She tensed, knowing she could still stop him in his weakened state. Her body continued to scream for her to flee. Instead, she took a deep breath and gave in to her
faith
.

Rhun shifted, laying her down on the stone floor beside him while he raised up on one elbow, a question glowing in his dark eyes.

She trembled from her bones outward.

“Erin.” He lingered on the
n
at the end of her name. “No. Not even for this price.”

She pleaded, “I can’t catch Bathory and the grimwolf. Only you can save the Gospel.”

She read defeat in his eyes, knew he could not fault her logic.

“But—”

“I know the consequences,” she said, repeating the same words she’d spoken before climbing down into the fissure in Masada. These
were
the consequences. “You must do it.”

His lips slowly lowered toward her, his face softened by tenderness. She marveled at his expression.

Still, he stopped. “No … not you …”

“It serves your vows.” She clenched her hands into fists. She thought of all those lives that would be destroyed if either of them balked from this act of duty. “The book is more important than the rules.”

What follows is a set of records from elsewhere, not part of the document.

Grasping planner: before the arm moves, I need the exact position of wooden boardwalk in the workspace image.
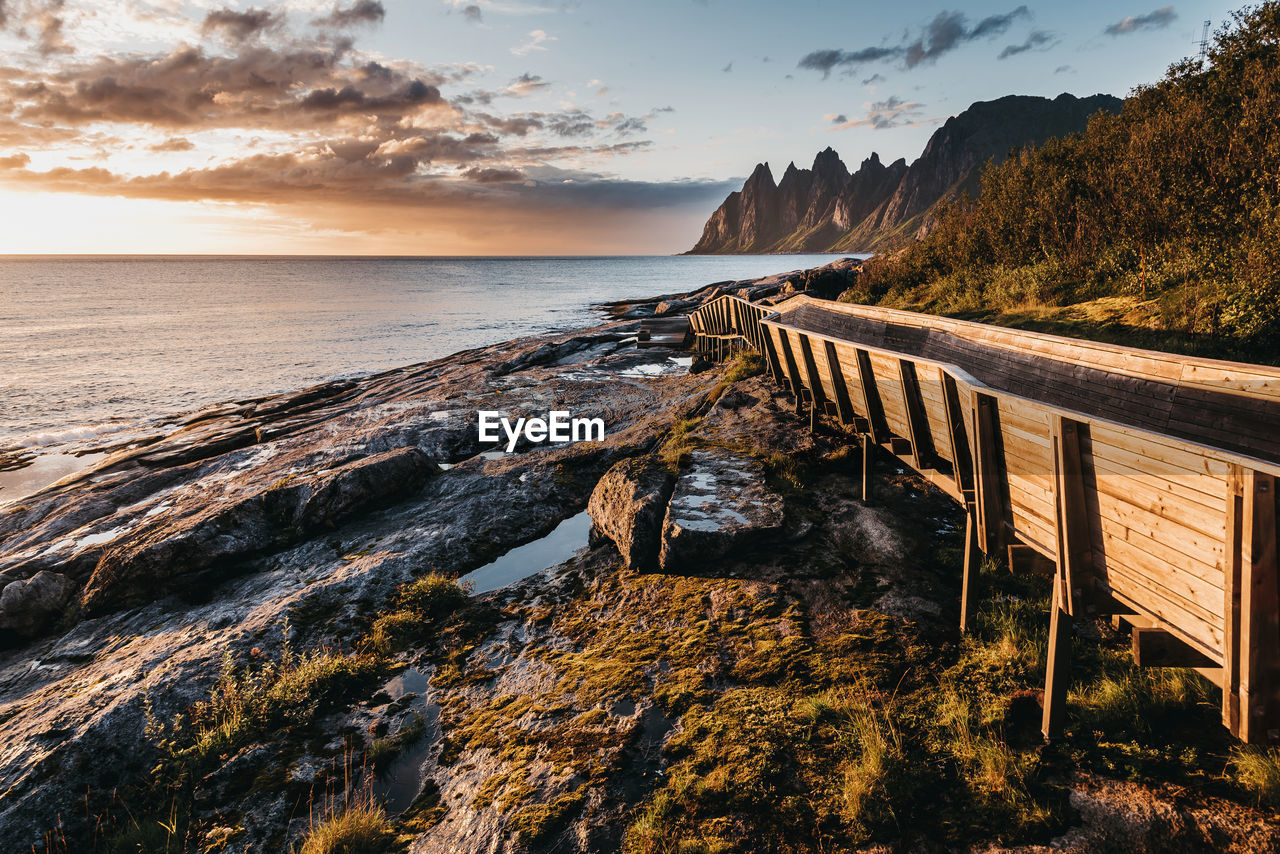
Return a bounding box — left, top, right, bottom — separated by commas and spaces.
690, 296, 1280, 743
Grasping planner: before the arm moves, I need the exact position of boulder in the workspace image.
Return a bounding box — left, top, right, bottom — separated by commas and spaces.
0, 572, 73, 638
81, 447, 439, 613
586, 457, 675, 571
659, 448, 782, 571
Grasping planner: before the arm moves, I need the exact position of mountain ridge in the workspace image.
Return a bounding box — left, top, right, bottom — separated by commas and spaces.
687, 92, 1124, 255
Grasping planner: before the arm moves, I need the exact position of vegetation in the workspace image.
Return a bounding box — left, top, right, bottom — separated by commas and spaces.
369, 572, 470, 653
842, 0, 1280, 360
1234, 748, 1280, 809
298, 796, 396, 854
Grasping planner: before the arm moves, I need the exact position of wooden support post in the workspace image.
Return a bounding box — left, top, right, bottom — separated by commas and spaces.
1041, 576, 1071, 741
960, 504, 982, 634
1222, 465, 1244, 737
822, 341, 855, 424
778, 326, 804, 412
1239, 471, 1280, 744
861, 433, 876, 507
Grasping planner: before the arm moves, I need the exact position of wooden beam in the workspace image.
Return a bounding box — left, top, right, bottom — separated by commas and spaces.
960, 504, 982, 634
974, 394, 1007, 554
1240, 471, 1280, 744
1133, 626, 1217, 668
858, 347, 888, 442
822, 341, 855, 424
1041, 579, 1071, 741
897, 359, 937, 471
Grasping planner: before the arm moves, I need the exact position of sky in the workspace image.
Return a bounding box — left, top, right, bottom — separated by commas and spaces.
0, 0, 1238, 255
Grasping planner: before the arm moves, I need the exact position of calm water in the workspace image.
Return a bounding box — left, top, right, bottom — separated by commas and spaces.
0, 255, 849, 447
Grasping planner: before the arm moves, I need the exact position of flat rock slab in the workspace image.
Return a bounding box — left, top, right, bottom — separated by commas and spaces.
659, 448, 782, 571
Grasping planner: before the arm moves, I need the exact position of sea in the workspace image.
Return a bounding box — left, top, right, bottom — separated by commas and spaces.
0, 255, 838, 453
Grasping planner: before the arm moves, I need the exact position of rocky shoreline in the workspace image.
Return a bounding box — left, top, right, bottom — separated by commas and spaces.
0, 261, 1280, 854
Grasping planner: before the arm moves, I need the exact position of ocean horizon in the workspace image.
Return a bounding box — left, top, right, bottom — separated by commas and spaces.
0, 254, 838, 452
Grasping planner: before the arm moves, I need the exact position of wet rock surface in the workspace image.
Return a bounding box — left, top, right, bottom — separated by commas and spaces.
588, 456, 675, 570
660, 449, 782, 571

“I understand … were you someone else, perhaps. But.” He tightened his hand on her shoulder. “I can’t feed on
you
.”

She stared into his face, seeing what was hidden behind that collar, behind those hidden fangs—a
man
.

He stroked strands of hair off her face, his fingers cold but very gentle, his hand cupping her cheek.

She had no words to convince him to break his vows as a priest.

She had no actions that would stir his bloodlust as a Sanguinist.

She had only one recourse.

To treat him as a man.

And she a woman.

She lifted her head from the stone, her eyes fixed on Rhun’s dark ones. She read the sudden flash of fear in their depths. He was as frightened as she was, perhaps even more. She ran her fingers through his thick hair, drew his mouth to hers. Rhun closed his eyes, and she kissed him. His cold lips brought the taste of blood into her mouth.

As she drew him to her, she felt the last of his resistance give way—the hardness in his lips softening and letting her come closer. His mouth parted, as did hers, as natural as a flower opening at dawn.

He shifted farther over her, his weight settling on top of her.

He should have been cold, but the heat in her was enough to warm both of them.

Her tongue found his, encouraging him. He moaned between their lips—or maybe the sound came from her. She felt the slow push of sharpness within his mouth, like a gate closing against her, but she held fast. Her tongue reached, punctured so sweetly on a point as sharp as a thorn.

Her blood welled, filling both their mouths.

But rather than tasting iron and fear, her senses burst with the essence of her life, a sweetness and burning heat that swept aside all fear. She could almost taste her own divinity—and she wanted more.

She pulled him tighter.

He clung to her, with the promise of cold iron and ecstasy.

The intensity of the sensation stunned her. Her body could not hold it, arching under him, with the rapture of life coursing between them, quick and rhythmic as her heartbeat.

He lifted his lips from hers, exquisitely close but not touching. Even such a slight distance left her feeling an aching emptiness. He moaned as if he felt it, too. His breath whispered across her lips.

He stared down, his eyes larger and darker than she’d ever seen them, offering glimmers of what lay beyond the grave.

Rather than feeling fear, she glowed against that darkness with the blaze of her own light, with the heat of her body.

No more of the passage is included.